We evaluated these snow boots based on their price, weight, comfort, warmth, style, and waterproofing ability. When it came to determining comfort, we weighed each pair and walked around in them over the course of several days to assess their fit, support, and overall feel. We tested how well the boots insulate by measuring their internal temperature with an infrared thermometer before and after placing each pair in coolers filled with ice water for five minutes. To test how well they could keep feet dry, we submerged the boots in 2.4 inches of water for an hour, then, in the cases where moisture got in, measured how much they leaked.

Forsake designed this lightweight boot, and its women’s equivalent, the Patch, to feel almost as comfortable as a sneaker. With a soft EVA foam midsole, cushioning throughout the upper, and a gusseted mesh tongue, the Wilson is soft, squishy, and fairly breathable for a leather shoe. We felt no hot spots even after wearing the boots for 10 hours straight. However, following heavy outdoor use, the Wilson showed scuffs and abrasions—not unexpected for a shoe that’s more frontcountry than backcountry. Its upper did absorb moisture during our test, but the waterproof membrane successfully kept the inside dry.

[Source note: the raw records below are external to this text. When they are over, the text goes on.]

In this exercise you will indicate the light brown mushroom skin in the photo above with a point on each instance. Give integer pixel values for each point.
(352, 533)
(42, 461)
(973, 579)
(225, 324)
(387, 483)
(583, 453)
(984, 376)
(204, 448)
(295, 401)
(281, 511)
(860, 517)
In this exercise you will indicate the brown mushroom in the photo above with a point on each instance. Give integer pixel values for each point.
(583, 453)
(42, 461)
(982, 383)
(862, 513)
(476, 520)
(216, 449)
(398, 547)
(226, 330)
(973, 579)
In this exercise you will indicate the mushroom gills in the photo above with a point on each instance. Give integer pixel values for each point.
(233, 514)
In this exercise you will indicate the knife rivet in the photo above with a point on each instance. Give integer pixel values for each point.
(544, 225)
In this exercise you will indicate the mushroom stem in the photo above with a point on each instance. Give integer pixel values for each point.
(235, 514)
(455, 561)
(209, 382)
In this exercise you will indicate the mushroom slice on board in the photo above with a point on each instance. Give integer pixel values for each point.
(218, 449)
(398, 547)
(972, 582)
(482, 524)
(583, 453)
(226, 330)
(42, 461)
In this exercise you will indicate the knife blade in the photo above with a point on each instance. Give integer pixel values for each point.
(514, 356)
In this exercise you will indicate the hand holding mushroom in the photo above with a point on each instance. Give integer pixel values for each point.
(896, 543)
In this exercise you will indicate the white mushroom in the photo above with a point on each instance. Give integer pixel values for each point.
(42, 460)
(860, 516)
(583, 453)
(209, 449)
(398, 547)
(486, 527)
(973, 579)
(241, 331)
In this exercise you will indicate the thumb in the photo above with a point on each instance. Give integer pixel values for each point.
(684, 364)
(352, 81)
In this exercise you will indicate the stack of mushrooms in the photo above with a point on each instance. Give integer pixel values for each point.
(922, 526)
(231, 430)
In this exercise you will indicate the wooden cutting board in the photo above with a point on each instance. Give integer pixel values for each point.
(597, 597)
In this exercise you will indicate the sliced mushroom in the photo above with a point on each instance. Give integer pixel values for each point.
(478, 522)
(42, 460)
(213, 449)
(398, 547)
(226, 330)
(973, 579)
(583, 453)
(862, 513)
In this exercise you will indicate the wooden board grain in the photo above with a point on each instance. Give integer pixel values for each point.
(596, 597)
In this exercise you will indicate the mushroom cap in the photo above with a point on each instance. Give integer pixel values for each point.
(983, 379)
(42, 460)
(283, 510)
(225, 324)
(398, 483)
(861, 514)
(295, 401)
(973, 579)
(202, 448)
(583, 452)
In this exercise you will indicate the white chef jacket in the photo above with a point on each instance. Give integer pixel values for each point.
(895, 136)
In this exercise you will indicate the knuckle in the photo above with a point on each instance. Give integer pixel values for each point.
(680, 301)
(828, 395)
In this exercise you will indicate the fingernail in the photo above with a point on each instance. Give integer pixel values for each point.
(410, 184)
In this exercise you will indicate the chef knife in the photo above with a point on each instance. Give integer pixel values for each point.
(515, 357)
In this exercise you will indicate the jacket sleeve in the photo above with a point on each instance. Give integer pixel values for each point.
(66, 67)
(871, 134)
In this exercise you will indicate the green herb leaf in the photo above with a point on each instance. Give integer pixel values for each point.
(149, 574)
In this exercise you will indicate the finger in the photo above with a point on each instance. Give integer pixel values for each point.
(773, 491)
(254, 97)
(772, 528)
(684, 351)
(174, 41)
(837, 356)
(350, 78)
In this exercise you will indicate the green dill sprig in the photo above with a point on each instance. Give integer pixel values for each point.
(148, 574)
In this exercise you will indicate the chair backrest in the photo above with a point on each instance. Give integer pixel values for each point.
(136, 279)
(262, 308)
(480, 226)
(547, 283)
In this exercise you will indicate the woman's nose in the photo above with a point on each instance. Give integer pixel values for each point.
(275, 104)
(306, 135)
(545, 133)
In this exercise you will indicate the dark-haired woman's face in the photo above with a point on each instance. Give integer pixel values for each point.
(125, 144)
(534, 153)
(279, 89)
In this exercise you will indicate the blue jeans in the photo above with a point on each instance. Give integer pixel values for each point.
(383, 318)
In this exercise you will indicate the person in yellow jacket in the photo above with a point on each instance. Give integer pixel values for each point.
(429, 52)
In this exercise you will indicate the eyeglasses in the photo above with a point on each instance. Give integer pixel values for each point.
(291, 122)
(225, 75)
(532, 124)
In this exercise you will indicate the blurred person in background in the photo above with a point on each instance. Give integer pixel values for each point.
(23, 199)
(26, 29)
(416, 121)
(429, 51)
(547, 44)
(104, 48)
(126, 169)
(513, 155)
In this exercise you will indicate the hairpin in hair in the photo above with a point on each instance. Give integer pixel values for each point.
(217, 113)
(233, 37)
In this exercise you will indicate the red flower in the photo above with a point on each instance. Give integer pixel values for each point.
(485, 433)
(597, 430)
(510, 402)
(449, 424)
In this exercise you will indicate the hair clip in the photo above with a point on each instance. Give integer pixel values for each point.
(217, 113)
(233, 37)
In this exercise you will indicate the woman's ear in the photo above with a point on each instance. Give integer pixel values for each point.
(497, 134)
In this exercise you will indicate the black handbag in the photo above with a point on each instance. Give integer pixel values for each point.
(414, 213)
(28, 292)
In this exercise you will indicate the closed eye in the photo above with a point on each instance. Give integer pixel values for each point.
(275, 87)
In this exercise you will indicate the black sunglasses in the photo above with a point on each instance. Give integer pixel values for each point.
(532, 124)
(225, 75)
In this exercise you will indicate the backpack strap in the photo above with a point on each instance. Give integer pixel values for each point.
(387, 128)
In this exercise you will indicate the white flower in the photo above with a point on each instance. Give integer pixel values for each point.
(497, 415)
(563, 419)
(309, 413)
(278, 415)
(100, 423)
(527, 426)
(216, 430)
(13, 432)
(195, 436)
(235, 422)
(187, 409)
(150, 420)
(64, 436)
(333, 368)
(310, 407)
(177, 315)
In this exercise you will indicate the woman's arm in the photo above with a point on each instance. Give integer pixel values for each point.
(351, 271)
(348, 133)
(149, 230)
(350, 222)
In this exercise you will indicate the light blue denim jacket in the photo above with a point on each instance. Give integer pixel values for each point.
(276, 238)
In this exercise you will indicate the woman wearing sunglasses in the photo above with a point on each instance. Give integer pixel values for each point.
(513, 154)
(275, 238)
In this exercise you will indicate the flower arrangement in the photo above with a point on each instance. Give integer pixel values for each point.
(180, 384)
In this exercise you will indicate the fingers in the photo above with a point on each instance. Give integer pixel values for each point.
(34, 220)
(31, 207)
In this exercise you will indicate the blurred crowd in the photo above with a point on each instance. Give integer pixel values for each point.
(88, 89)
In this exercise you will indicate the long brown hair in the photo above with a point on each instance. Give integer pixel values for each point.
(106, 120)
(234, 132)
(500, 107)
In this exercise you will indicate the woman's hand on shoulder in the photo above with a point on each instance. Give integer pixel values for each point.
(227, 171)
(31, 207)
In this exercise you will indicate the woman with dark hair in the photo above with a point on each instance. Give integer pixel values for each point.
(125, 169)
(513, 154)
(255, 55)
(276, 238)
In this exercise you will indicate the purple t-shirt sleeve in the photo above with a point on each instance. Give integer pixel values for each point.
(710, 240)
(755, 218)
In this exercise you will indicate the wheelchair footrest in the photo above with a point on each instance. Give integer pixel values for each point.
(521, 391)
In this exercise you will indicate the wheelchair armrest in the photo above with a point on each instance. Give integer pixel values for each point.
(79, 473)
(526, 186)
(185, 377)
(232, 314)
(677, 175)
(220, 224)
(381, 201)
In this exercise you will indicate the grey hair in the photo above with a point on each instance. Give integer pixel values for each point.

Costing less than $100, a pair of the Kamik Nation Plus is a bargain. But the boot can still withstand the worst of winter. Its tall height protects you when tromping through deep snow, and the seam-sealed construction and large synthetic rubber shell surrounding your foot keep moisture out. (The boot stayed completely dry during our waterproofing test.) Insulated with a 200-gram 3M Thinsulate removable liner, this boot—and the women’s version, the Momentum 2—has a temperature rating down to -40 degrees. In our insulation test, it was one of the top performers. The Nation Plus felt plush underfoot even after we wore it for hours, and the soft lining didn’t itch or scratch against our tester’s bare skin. The trade-off for all that protection at a great price? This thing is heavy, and each step lands with a thud.

The North Face Chilkat III and Chilkat 400, for women, will keep your feet toasty in sub-freezing temperatures. One of the warmest we tested, this boot is packed with 200-gram Heetseeker insulation and thick cushioning throughout the fleece-lined upper. That, combined with an EVA midsole, made for a comfortable fit, though we found there was more room around the calf than other boots so it took some time to adjust to the fit. We also discovered the laces are too thick to slide easily under and around the low-lying plastic hooks at the top of the lacing system. (If you don’t want to fuss with that, The North Face sells a slip-on version of the Chilkat.) Still, we liked the boot’s flexibility, and the winterized rubber soles should handle well in slippery conditions. Be wary of wet weather, though. The seam connecting the rubber to the leather upper let in the most water of any boot in the test—12 ounces, to be precise.

13~300 Gsm Woven Fabric

Danner’s handmade Mountain Light occupies the “stylish but functional” space in the ideal closet. The full-grain leather upper and trademark red laces have a gorgeous retro outdoors look we love, but performance features abound. A Gore-Tex membrane works in concert with the upper’s one-piece construction, which folds over itself at the toe to keep you nice and dry. Combine that with a knobby Vibram outsole and you have a boot that can grip on pavement, muddy trails, and snowy rocks. The Mountain Light is a bit thicker and warmer than most hiking boots today, so it might be almost too warm at times, and the solid leather construction may dig into your ankles at first.